Token Usage Aggregation
Within a task, Marlo aggregates token usage across all LLM calls:
with marlo.task(thread_id="user-123", agent="my-agent") as task:
task.input("Complex multi-step question")
# First LLM call
response1 = client.chat.completions.create(...)
# Second LLM call
response2 = client.chat.completions.create(...)
task.output(final_answer)
# Task context automatically tracks:
# - Total prompt tokens across all calls
# - Total completion tokens
# - Total reasoning tokens (if applicable)

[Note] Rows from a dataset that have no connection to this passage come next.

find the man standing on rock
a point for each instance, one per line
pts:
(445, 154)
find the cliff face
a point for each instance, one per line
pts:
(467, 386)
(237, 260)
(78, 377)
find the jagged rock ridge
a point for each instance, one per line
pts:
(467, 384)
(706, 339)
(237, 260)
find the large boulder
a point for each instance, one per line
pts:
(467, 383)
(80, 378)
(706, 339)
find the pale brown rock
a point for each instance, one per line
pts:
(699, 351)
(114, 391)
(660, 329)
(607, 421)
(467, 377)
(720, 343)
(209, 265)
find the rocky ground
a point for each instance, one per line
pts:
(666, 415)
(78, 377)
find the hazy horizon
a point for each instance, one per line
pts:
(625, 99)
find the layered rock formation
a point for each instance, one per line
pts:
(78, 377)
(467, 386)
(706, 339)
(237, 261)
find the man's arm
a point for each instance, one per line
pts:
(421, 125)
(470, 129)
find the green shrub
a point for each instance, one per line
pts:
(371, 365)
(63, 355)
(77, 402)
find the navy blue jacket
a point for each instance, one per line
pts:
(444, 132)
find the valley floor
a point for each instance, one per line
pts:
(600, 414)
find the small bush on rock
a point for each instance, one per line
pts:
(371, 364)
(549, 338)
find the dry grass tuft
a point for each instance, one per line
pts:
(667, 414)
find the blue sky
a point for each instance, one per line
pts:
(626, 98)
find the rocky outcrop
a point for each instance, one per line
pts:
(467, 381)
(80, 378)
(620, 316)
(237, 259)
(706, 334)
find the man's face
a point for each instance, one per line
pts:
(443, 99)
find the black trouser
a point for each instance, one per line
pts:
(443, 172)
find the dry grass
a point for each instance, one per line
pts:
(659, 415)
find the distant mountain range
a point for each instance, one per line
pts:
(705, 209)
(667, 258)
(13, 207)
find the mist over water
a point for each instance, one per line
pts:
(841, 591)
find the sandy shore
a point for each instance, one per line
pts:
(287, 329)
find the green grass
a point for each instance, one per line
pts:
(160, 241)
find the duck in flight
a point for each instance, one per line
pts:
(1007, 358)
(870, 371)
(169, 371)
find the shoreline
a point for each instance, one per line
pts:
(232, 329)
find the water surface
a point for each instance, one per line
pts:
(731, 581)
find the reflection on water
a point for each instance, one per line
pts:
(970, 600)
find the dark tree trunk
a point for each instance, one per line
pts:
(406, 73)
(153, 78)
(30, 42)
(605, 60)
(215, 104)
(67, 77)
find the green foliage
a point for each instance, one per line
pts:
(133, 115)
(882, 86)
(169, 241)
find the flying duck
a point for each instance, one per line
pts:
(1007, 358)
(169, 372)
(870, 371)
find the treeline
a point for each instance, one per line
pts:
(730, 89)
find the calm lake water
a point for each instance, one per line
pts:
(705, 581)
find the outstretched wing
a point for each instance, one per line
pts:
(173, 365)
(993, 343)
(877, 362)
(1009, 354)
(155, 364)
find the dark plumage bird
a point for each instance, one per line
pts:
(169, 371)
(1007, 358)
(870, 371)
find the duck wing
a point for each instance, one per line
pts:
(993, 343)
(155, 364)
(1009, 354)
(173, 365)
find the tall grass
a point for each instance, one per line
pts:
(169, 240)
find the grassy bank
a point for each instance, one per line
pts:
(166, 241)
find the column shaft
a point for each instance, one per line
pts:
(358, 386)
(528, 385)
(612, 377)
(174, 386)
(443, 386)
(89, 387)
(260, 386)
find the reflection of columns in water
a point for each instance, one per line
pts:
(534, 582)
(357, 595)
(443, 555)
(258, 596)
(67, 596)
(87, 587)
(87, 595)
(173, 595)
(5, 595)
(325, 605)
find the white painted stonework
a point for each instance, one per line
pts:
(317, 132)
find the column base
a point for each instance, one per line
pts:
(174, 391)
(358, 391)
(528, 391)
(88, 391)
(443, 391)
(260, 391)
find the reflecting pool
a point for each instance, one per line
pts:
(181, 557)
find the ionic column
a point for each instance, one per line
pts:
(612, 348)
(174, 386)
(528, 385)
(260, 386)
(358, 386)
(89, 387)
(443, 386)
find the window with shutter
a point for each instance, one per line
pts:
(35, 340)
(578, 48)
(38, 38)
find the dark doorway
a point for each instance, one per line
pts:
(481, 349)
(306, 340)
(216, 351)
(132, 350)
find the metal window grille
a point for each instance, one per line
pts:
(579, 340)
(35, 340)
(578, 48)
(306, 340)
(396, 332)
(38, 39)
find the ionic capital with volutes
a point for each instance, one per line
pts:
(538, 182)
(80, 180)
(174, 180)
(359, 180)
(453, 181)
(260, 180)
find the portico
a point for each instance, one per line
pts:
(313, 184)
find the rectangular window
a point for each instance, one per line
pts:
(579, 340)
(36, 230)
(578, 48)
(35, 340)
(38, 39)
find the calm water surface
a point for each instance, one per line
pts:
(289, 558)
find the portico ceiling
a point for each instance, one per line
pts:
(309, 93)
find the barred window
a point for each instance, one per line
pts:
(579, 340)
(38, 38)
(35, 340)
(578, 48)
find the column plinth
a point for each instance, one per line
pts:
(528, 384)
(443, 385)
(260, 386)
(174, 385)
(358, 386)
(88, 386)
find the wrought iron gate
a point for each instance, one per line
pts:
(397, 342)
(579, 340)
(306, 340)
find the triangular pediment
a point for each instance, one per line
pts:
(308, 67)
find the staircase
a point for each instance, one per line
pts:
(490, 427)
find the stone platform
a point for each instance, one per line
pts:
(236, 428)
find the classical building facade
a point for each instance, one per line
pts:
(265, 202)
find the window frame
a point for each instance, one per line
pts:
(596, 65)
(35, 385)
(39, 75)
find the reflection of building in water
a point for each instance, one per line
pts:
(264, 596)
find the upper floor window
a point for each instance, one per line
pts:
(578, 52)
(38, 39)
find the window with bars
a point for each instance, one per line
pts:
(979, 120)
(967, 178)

# - Number of LLM callsThis aggregated usage appears in the dashboard for cost tracking and analysis.
Manual LLM Tracking
If you’re using an unsupported provider or need explicit control, you can track LLM calls manually:
with marlo.task(thread_id="user-123", agent="my-agent") as task:
task.input("Hello")
# Your custom LLM call
response = my_custom_llm(prompt="Hello")
# Manual tracking
task.llm(
model="custom-model",
usage={"input_tokens": 50, "output_tokens": 25},
messages=[{"role": "user", "content": "Hello"}],
response=response.text,
)
task.output(response.text)Both automatic and manual tracking can be used in the same application.